[Physiopathology of venous stasis at the microcirculation level].

The division of the venous circulation in to two sectors, one constituted by the superficial and deep venous trunks (macrocirculation) and the other by the capillaries and precapillary venules (microcirculation), is surely schematical but aids the comprehension of many hemodynamic effects connected to hampered venous return and to the incompetence of the valvular devices. In fact many of the effects of stasis and venous hypertension (oedema, red cell diapedesis, skin dystrophies) cannot be explained merely by hydraulic mechanisms but require a primary alteration of the microvascular wall associated with structural changes of the perivascular connective tissue. The alterations that occur in microcirculation are of the utmost importance in the formation of the venules ulcerations. The passage of fibrinogen through large pores in the venules of the patients affected by venous hypertension derived from venous insufficiency creates a pericapillary fibrin deposition that cannot be removed because of inadequate blood and tissue fibrinolysis.
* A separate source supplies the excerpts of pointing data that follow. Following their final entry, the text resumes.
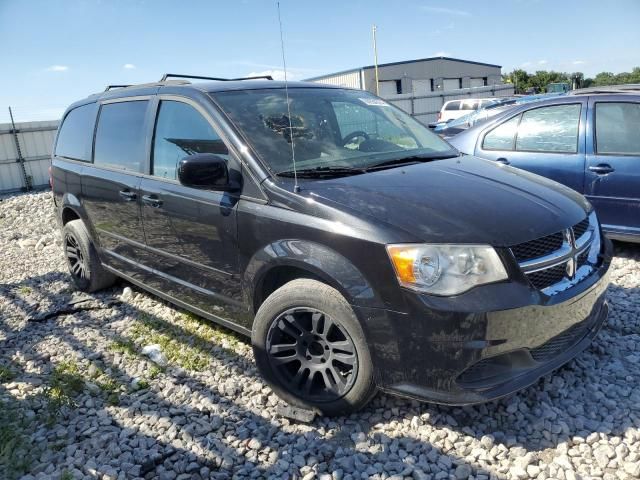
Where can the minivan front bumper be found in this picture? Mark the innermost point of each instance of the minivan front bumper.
(456, 351)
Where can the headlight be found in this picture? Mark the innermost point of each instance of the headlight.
(445, 269)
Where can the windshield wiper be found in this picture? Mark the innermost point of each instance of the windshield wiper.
(411, 160)
(322, 172)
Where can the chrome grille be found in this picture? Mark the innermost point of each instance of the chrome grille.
(555, 262)
(549, 276)
(537, 248)
(580, 229)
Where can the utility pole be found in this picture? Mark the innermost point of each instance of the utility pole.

This accumulation acts as a barrier to the diffusion of oxygen and other nutrients, determining a stasis dermatitis that may lead to tissue necrosis and ulceration. The more precise knowledge of the phenomena connected with the venous stasis at the level of microcirculation (pericapillary fibrin deposition, endothelial ischemia, blocked lymphatic drainage) will not only allow a deeper comprehension of the clinical signs but hopefully will lead to a more effective treatment of the postphlebitic syndrome.